Crypto mining companies are experiencing a stock market boom, driven by their strategic pivot from Bitcoin mining to artificial intelligence (AI) data center operations. Despite Bitcoin's price weakness, trading below $70,000 and under pressure from miner outflows, shares of leading firms like Iris Energy (IREN) have rallied. The narrative is that these companies are undervalued, with their legacy BTC treasuries—acquired at lower mining costs—financing expansion into high-compute AI infrastructure and securing electricity for new data centers.
This shift is leading to significant Bitcoin sales from miner reserves. Reports indicate Cango sold 4,451 BTC, retaining 3,645 BTC, in a move aimed at boosting its balance sheet with approximately $305 million dedicated to capital expenses. While unconfirmed by official Cango leadership, this sale contributes to a broader trend of miner outflows. Total miner reserves have dropped to 1.8 million BTC from 1.89 million in recent months, with Marathon Digital (MARA) also identified as a potential source of selling pressure.
The sales are occurring in a challenging profitability environment.
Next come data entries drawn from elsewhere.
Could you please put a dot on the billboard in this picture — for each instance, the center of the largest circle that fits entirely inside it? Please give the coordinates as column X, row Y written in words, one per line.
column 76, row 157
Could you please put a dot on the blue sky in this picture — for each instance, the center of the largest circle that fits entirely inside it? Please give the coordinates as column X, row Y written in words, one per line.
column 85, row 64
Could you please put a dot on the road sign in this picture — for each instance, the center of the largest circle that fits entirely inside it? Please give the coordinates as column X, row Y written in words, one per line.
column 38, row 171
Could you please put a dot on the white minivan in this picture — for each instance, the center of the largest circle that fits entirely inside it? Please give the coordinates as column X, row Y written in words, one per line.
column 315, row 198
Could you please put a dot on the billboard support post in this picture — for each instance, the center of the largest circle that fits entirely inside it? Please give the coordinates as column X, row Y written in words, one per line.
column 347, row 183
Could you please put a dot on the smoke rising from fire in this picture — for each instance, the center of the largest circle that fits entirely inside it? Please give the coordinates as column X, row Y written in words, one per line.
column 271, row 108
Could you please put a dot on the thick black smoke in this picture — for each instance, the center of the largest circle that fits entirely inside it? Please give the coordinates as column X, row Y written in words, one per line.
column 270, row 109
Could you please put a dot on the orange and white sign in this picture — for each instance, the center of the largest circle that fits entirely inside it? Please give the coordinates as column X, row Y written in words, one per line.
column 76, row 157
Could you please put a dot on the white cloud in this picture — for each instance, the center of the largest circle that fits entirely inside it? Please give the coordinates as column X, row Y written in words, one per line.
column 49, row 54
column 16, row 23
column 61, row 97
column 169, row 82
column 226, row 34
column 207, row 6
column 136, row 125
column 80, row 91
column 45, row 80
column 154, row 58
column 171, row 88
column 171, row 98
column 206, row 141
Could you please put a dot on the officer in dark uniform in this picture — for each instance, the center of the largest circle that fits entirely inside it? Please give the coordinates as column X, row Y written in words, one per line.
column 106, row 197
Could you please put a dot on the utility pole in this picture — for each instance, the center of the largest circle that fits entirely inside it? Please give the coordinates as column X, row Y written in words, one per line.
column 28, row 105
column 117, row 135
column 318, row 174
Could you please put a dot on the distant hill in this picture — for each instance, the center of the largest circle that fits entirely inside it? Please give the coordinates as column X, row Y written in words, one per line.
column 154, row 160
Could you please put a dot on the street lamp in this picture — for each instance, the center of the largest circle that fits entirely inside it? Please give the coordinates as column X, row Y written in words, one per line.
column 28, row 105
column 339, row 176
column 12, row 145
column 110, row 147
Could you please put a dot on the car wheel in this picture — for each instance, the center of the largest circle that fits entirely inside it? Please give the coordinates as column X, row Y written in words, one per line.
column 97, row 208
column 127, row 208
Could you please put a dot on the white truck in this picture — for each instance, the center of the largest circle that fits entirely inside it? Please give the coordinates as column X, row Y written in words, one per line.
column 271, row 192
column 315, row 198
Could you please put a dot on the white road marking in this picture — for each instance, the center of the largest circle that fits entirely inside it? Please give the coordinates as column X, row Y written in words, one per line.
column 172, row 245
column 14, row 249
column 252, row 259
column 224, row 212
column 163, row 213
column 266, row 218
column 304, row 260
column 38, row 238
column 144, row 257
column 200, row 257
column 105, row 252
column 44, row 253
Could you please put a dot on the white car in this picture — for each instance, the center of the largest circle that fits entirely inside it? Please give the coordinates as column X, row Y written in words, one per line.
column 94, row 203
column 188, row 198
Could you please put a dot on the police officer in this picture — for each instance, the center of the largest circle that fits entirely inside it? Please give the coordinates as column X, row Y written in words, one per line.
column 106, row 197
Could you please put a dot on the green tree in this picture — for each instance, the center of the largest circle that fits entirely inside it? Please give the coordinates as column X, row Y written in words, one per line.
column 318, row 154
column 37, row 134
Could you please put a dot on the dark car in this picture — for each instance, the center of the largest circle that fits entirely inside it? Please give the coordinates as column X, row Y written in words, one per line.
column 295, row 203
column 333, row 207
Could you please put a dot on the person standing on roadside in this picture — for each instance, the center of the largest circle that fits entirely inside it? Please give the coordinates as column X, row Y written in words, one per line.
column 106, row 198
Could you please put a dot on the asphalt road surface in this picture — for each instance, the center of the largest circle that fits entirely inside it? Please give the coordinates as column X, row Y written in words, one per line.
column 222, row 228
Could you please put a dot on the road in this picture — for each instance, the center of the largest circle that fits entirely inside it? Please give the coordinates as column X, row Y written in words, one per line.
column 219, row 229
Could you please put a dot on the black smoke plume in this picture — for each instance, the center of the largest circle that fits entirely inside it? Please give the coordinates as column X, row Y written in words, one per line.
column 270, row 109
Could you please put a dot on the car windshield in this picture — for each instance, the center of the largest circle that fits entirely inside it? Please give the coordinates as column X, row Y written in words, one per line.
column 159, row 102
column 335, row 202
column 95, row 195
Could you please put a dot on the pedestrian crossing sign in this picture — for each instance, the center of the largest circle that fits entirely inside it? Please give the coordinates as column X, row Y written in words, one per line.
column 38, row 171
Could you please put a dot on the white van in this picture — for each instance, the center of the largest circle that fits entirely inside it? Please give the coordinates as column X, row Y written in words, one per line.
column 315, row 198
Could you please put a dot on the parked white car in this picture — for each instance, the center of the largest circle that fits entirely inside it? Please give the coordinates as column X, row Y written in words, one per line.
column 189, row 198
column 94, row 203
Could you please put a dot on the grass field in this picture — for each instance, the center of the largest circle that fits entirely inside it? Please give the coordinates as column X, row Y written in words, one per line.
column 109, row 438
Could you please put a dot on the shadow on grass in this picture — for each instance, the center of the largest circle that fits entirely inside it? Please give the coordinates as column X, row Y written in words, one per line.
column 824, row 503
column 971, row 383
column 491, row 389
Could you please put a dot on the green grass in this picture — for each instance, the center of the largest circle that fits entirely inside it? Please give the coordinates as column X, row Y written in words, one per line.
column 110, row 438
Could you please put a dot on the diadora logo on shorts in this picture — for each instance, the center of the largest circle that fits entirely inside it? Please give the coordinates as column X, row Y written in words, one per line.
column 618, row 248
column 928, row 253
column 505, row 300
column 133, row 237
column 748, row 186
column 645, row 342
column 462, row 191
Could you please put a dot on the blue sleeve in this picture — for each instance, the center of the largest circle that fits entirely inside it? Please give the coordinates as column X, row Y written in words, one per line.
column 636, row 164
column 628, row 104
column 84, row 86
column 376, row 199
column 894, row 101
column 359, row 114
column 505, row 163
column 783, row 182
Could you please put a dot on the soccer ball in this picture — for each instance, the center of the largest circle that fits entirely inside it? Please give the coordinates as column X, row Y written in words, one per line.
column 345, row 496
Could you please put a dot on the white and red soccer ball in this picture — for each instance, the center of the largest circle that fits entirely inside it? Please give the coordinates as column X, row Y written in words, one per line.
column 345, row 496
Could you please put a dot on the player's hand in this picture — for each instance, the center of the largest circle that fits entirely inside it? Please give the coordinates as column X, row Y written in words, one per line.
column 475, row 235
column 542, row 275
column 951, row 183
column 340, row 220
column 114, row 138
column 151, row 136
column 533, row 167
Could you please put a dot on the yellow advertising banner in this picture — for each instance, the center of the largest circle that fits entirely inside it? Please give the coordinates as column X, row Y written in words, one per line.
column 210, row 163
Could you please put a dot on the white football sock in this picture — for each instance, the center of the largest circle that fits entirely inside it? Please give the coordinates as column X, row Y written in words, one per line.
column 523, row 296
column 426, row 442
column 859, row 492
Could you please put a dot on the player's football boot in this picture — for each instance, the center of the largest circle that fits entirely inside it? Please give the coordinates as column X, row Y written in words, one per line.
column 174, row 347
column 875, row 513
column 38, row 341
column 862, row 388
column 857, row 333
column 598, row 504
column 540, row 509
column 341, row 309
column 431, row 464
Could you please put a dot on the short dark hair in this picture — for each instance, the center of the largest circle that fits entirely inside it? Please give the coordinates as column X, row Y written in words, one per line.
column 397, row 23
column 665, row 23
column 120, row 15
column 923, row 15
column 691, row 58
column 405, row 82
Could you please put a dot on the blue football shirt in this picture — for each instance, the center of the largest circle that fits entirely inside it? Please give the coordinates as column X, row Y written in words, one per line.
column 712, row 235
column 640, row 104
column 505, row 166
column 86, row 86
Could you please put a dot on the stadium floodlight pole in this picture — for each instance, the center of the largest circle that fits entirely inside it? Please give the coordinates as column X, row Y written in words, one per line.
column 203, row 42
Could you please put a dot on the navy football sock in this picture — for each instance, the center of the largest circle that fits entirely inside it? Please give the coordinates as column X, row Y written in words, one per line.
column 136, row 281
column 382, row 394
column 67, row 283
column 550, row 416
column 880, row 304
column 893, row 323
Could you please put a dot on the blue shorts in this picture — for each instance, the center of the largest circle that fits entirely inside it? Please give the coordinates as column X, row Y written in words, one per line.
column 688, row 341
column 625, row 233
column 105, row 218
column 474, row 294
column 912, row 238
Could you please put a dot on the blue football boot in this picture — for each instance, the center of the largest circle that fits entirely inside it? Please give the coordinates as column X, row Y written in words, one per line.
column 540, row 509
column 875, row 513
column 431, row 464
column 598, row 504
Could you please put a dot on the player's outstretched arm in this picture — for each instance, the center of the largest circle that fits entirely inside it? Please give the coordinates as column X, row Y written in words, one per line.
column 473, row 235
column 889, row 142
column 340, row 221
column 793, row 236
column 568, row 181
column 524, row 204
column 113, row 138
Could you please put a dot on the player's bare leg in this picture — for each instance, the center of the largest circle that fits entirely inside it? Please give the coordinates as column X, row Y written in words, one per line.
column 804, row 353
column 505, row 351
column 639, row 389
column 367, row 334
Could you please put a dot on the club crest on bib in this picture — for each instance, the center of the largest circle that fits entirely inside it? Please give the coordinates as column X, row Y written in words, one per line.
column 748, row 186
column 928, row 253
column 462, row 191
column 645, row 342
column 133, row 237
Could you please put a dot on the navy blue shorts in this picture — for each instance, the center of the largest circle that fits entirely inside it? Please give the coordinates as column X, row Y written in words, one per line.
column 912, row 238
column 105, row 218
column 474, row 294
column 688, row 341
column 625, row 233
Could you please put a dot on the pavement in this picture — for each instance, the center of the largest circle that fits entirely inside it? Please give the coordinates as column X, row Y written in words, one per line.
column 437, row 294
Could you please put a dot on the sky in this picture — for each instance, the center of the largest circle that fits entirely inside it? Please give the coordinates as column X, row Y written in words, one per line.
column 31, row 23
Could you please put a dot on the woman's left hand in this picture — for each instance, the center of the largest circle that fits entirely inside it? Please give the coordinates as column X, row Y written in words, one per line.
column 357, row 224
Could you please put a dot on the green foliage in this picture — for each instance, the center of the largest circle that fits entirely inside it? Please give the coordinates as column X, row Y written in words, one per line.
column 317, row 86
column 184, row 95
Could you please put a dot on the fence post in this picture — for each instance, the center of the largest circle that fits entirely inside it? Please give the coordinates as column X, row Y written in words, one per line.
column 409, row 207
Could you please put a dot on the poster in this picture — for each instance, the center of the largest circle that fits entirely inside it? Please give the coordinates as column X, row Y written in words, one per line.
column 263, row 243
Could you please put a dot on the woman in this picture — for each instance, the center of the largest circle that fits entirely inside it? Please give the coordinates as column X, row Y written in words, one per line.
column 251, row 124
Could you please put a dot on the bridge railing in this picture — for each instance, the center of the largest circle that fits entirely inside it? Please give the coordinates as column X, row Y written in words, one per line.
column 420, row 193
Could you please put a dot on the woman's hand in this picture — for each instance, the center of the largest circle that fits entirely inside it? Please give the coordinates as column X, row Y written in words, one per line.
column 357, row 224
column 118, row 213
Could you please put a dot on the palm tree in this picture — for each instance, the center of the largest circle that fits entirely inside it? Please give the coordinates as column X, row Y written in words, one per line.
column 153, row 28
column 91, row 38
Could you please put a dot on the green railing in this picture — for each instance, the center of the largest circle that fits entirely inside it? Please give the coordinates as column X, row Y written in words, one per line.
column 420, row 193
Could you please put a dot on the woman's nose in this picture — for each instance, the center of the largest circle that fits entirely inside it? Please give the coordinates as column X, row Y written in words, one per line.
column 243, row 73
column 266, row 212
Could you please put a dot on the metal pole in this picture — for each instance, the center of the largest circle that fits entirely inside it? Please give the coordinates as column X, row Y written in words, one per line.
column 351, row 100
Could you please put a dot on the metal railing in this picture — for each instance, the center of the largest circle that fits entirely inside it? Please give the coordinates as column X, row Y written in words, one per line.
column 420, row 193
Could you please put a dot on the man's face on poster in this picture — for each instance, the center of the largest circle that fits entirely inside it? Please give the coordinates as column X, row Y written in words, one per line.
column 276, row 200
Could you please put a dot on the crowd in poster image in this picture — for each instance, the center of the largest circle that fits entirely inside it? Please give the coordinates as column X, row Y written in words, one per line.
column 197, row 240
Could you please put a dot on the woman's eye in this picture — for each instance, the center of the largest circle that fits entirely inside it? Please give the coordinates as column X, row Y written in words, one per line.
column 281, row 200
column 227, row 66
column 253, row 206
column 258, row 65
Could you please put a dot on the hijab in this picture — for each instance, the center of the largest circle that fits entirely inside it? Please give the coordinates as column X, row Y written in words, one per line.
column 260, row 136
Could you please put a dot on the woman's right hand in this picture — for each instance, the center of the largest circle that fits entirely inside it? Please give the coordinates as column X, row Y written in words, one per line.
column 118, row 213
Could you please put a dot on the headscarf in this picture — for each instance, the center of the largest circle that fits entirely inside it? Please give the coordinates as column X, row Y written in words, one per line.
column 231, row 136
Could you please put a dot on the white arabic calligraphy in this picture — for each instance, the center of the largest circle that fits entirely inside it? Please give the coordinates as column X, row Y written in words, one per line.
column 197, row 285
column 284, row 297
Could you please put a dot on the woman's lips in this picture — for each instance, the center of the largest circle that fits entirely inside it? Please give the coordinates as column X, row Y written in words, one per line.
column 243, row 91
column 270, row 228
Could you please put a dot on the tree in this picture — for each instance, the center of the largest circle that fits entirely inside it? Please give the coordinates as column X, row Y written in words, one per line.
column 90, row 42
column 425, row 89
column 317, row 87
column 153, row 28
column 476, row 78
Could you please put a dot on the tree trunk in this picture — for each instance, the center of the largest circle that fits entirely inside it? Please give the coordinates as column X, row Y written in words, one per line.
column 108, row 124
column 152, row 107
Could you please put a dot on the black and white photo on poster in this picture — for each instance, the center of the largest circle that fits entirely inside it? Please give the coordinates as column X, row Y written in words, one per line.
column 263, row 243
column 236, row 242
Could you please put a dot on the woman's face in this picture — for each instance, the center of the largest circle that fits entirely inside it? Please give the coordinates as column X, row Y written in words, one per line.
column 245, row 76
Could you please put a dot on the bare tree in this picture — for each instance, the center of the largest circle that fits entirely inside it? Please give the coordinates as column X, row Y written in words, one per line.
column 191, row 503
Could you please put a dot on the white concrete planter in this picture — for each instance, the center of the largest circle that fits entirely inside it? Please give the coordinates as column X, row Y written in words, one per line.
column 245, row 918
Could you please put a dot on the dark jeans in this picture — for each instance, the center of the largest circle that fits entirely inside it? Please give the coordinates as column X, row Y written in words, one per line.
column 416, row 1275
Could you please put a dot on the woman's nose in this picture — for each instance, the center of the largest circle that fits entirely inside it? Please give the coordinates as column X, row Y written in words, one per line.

Bitcoin is trading near $65,900, which is below the estimated production cost for many miners, squeezing margins. However, this capitulation is not solely due to BTC price weakness. The primary driver appears to be strategic demand for capital to fund the AI pivot and potentially cover debt from building new data centers. The network hashrate has recovered to 963 EH/s, indicating that established mining operations remain profitable enough to continue.
Market analysts, including BitMEX co-founder Arthur Hayes, note that "the ongoing miner outflows underscore the pressure on Bitcoin’s price as ETF withdrawals compound the issue." The combination of miner selling and significant Bitcoin ETF outflows creates a volatile backdrop, though the mining sector shows resilience through its diversification into AI.